Page MenuHomePhabricator

[Story] Mark and show invisible characters in diff
Closed, DuplicatePublic

Description

so, in hewiki, we find occasionally "invisible direction markers". these are invisible unicode characters that act as their html counterparts of ‏ and ‎

these can be destructive and puzzling at times, by mangling wiki-code (e.g., when such a character appears between the first and second [ of internal link, it's not an internal link anymore).

when such markers are added or removed, the DIFF is confusing, because both sides look identical on the screen, and one has to use external tools (e.g., browser extensions such as "Unicode Analyzer") to understand what's going on.

methinks diff should indicate such changes better.

there are other invisible characters - these two (specifically: u200E and u200F), keep popping up in hewiki, and for us, it will be enough to indicate those.

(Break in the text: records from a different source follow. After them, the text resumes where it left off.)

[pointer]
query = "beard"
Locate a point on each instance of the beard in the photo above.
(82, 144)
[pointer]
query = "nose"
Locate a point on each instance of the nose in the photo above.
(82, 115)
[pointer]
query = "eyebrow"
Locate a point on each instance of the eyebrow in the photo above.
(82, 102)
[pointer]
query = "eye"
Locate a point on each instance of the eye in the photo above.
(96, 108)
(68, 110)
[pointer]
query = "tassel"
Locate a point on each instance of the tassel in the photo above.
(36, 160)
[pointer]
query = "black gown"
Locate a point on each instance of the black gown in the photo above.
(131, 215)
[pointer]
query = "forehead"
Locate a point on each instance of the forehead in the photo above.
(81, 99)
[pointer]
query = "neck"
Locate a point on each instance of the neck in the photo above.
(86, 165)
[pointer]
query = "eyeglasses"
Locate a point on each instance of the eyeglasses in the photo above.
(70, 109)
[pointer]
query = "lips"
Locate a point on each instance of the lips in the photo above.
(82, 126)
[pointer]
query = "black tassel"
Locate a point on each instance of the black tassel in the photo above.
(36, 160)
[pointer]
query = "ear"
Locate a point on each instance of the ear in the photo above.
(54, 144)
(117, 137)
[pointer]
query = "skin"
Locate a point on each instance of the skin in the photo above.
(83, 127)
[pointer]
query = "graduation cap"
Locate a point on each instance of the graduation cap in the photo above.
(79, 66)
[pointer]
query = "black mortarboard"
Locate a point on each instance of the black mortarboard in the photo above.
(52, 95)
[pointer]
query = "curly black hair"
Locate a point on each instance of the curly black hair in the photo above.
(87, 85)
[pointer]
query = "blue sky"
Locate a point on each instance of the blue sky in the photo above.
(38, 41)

as a developer, i'd probably strive to mark _any_ invisible character - short search found 3 more: mongolian vowel separator u180e, and zero-width space and zero-width-no-break-space: u200b and ufeff . there are probably others.

peace.

Event Timeline

Kipod raised the priority of this task from to Needs Triage.
Kipod updated the task description. (Show Details)
Kipod subscribed.
Restricted Application added a subscriber: Aklapper. · View Herald Transcript
JanZerebecki renamed this task from Mark and show invisible characters in diff to [Story] Mark and show invisible characters in diff.Sep 24 2015, 10:57 AM
JanZerebecki triaged this task as Medium priority.
JanZerebecki set Security to None.
JanZerebecki moved this task from incoming to needs discussion or investigation on the Wikidata board.

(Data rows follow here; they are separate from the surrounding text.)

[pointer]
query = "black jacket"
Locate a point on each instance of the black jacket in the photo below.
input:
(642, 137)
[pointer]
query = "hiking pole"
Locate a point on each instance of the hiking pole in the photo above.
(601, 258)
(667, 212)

Is this specific to Wikidata or a general diff problem?

Lydia_Pintscher changed the task status from Open to Stalled.Oct 6 2015, 8:57 AM

I can remember fixing external identifiers containing hidden characters, there is no indication of these in the diff view.

I don't see how this is Wikidata specific or how this is related to the Diff extension.

Instead this sounds like T5672 which has been marked as a duplicate of T15466.